しかしミカは、ここまで嫌われていると逆に清々するとさえ思う。
好かれる努力をしようともしなくていいし、嫌われていることを前提に動くことができる。
そもそも王族のわがままの元で雨風凌げる宿舎を得られ、食事を得られるのなら、この世界で安定して生きていくのには十分だ。
あとはなんのトラブルに巻き込まれることもなく、淡々とメイドとしての仕事をこなし、シャルロットの心が落ち着いたら、シャルロットに体を返す。
その為の日々を生き続ければいい。
誰に嫌われるかじゃない、誰に好かれるか。
そして私は他人の人生で最大の正解に出会ったはずだ。
「そういえば、私たちのお給料ってどうなってるんでしょう?」
「……衣食住が保障されている。なのに、自由に使える銅貨銀貨の報酬を貰おうだなんて、贅沢な話よ」
「確かにそうですね。私がバカでした」
「まぁ、半年に一度は街に出て少し遊べるくらいの銅貨銀貨は貰える」
「そうなんですね。半年に一度……十分ではないですよね」
「ないけど。それ以上を貰おうだなんてごーまんな話よ、つつしみなさい」
着替え終わると、ロッカーを閉め二人は足並みを揃えて部屋を出る。
メイド達が食事をとるのは、六つあるメイド寮とは別の食堂だけがある食堂棟らしく、そこまではあまり整備されていない道を歩くことになる。

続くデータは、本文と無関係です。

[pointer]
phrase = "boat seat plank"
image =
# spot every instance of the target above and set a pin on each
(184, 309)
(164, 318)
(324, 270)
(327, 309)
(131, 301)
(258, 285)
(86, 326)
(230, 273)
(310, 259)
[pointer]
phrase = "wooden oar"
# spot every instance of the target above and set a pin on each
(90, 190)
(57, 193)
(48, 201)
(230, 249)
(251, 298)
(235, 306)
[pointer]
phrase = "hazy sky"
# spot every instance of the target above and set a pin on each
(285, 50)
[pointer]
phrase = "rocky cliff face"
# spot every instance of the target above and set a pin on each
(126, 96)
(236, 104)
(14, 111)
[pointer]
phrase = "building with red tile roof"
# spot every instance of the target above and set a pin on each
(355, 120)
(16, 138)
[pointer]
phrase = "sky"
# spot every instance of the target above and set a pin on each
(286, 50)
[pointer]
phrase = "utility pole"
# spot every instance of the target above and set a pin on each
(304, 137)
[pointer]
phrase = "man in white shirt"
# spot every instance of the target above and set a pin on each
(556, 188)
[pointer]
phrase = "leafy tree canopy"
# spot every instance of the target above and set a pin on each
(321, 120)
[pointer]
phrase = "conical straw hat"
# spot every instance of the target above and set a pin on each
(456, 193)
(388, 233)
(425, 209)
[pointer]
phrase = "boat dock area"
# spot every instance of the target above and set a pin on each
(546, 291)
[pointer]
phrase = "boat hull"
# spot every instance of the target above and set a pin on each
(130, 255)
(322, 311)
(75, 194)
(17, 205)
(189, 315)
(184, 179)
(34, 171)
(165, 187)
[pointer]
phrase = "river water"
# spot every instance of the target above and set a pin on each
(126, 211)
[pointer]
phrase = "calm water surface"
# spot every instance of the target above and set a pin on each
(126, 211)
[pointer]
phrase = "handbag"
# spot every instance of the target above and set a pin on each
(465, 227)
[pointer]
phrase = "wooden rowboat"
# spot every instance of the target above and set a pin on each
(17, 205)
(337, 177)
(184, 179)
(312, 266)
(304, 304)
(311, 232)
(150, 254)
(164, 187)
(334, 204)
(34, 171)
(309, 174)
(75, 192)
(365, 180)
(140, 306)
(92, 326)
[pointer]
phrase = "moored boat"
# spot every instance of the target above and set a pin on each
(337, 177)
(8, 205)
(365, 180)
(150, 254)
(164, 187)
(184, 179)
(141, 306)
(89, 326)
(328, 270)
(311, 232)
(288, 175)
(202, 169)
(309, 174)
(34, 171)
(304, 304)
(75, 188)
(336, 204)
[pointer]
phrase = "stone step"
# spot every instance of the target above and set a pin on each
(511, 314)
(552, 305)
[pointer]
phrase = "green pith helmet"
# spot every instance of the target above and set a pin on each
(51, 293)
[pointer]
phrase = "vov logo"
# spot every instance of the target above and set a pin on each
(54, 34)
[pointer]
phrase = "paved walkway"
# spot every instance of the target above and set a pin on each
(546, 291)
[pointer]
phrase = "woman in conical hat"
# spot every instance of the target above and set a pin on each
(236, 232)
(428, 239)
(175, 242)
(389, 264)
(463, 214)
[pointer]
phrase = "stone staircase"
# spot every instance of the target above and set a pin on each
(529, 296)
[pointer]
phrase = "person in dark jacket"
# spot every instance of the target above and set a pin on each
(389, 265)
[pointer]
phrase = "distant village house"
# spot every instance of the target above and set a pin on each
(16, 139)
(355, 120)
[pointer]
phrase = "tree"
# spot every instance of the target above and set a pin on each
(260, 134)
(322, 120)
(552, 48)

この山やそこにある森はとても広い様で、それにしては警備をしている兵士が少ないように思えた。
これなら外敵がもし侵入しても気づけないだろう、どころか正門を潜ることなく街にだって降りることができてしまいそうだ。
「わたしたちの寮が一番先頭、そこから寮が二つ続いてその一番後ろにある平べったい建物が食堂、その奥にはわたし達が水浴びをする場所があるから。覚えておいて、次は案内しないし、聞かれても教えないから」
「はい」
「体調がすぐれなかったとしても、自分で取りに来て。誰もしないし、わたしもしてあげないから」
「はい」
しっかりと返事をし、エクラの後ろをついて歩く。
空はすっかり暗くなり、夜当番のメイド達が足並みを揃えて城内への出入り口へと向かっていた。
基本、多くのメイドは早朝から晩まで仕事をし、食事をし寮で眠る。
そしてまた、早朝から仕事を始める。
それが一日の基本だが、一部メイド達はどうやら夜にも仕事をしているらしい。
といっても、夜の仕事は城の見回りと、昼に終わらなかった仕事の処理、朝と夜の食事の調理やその手伝い、あとは書庫の整理や洋服の整理などだろう。
あまり人が必要な訳ではないので、夜当番は交代制で、昼当番の人が時々夜当番になる様だ。
「昼と夜で仕事の時間が分かれるなんて、ここはずいぶんと人道的な職場ですね。てっきり昼夜問わず夜通し働けみたいな状態なのかと」
「さすがにそこまで酷くはないよ……でも、どうかな一生メイドとして飼い殺し、まぁ外に出て生きている人間じゃないわたしたちにはもったいないくらいの環境なのかな、満足すべきなのかな」
「野垂れ死ぬが、誰かの奴隷になるか、ですか?」
「でも、その二択なら、後者の方がよかった……とも、思えないけどね。わたしは」
あわよくば自分の意思で自由な選択肢の中から自分の人生を選びたかった。
産まれや育ち、環境に左右されることのない、膨大な選択肢にまみれ、自分のような清らかな産まれでないものにも、平等に望む人生を送ることができる。
そんなありもしないもしもを、エクラは欲していた。
「贅沢な望み、高望み。でも欲望こそが人間の本質だと、わたしは思ったりもするんだけどね」
「何かを欲するから生きられる。物でも想いでも、そういうことですか?」
「そう、欲望がないと生きていけないわよ、人なんて……貴方はなにかあるの? 欲しいもの」
「……そうですね」
夜空を見上げて、月と星を少しの間だけ眺める。
そしてミカは自分自身の欲しいものを考える。
今、この世界で欲しいもの、なんて聞かれても頭の中には何もうかばない。
莫大な金銭や豪華なお屋敷、なんてありきたりなものを言う気にもなれず。
結局ミカはこの世界に来てから、そしてシャルロットから身体を渡された時に感じたことを、そのまま口にしてしまう。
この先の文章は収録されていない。